In Ontario the biggest problem we have with condos is no buyers want them as a rental property because of rent controls. To many investors have lost money because tenants stop paying and it takes to long to get bad tenants out. I have been 57 years as a broker and have watched the rental market change in 1982-3 when rent controls came into effect. Cheers
Bill Gray Broker 416-826-2288
right on !
No one wants condos because people want a yard, don’t want smelly neighbours that close, and don’t want to pay an extra $700+ a month in ridiculous condo fees that provide zero amenities.
Right ridiculous
One of the few solutions that I can see in this market is to start knocking down walls, or create access to adjoining units. NO ONE wants to live in a ONE BEDROOM home. I know that it made sense at that time to create affordable housing by making them smaller, but the realities of life kick in, and you’d better adjust or die in this new market situation. People want square footage with at least a balcony. Anything less than that is going to run into some insurmountable issues in this age of short attention spans and overblown expectations on initial home purchases. There’s no such thing as creating sweat equity. They want it right now, and it had better have orange peel ceilings
Nice point Elaina – Condo prices, condo fees & taxes had out-stripped consumer incomes – now its becoming a nice time for the buyer side of the coin. Basic Smithsonian supply and demand As to rent controls, they are part of the industry – need to think about that in ROI planning. –
Can I ask why the article wasn’t titled ‘Why Toronto & Vancouver’s condo markets are unraveling’ instead of ‘Why Canada’s condo market is unraveling’?

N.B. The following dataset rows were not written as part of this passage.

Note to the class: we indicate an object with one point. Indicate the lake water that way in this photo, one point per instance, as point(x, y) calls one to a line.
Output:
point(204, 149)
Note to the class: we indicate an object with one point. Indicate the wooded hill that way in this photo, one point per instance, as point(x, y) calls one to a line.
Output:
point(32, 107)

Canada has many condo markets in many major cities, and while we may come to experience what you write about in your article, this is not the case right now in Halifax, NS, Canada. So, why sum up all of Canada, citing only 2 markets?

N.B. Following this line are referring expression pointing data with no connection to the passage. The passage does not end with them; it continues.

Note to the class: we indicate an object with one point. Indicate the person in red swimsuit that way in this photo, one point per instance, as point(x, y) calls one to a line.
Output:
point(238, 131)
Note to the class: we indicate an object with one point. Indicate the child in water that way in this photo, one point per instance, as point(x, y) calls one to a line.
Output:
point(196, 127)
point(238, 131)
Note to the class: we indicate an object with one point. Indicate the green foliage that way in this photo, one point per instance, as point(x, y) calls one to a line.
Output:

…..because for many, the real estate world revolves around the GTA. I am actually surprised that Vancouver was mentioned. I don’t just find this annoying, I find it very disrespectful. To be fair, this doesn’t just apply to this article or REM. I see it daily in other publications, FB groups etc.

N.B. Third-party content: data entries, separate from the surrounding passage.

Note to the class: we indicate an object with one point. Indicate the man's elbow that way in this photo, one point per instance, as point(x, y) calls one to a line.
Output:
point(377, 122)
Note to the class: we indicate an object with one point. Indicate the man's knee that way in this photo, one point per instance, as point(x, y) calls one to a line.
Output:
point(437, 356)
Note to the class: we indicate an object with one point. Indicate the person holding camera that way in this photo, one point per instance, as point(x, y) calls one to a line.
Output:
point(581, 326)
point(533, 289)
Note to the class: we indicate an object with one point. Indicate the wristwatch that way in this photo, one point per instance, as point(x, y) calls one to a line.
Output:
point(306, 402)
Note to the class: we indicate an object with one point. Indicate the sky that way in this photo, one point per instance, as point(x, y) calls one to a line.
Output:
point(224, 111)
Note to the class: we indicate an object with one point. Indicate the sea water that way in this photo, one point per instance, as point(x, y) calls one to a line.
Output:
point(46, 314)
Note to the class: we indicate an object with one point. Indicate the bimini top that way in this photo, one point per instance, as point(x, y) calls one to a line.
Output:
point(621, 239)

I’m not sure the Moose Jaw condo market has much relevance or significance to the condo industry.
It’s called the financialization of housing and everyone is doing it because BC doesn’t have natural resources (after our boom in Forestry dried up). But all natural resources come to an end, especially if they are not fostered and revitalized. Real Estate is one of the biggest industries in Vancouver (and likely around the world) because there’s nothing left that can provide the same kind of return. But now that no one can afford to live in those towers (that governments and social advocates claimed would come down in price/rent if only enough of them were built) people are beginning to question that theory. It’s true that if governments repeat something often enough people will start to believe it. They got so used to it in Vancouver that funds from new housing starts went straight into government coffers. Some of those same politicians who put out this nonsense, like the new federal Housing Minister Gregor Robertson, are still hanging on to the notion that we need to build a huge amount of more new housing to fix the “housing crisis,” knowing full well that it was never about a housing crisis; it was about and remains an unaffordable housing crisis in Vancouver. Unfortunately, the City continues to make matters worse by continuing to approve record numbers of tower developments.
The government can only help the housing market (by building new homes) if those homes are affordable.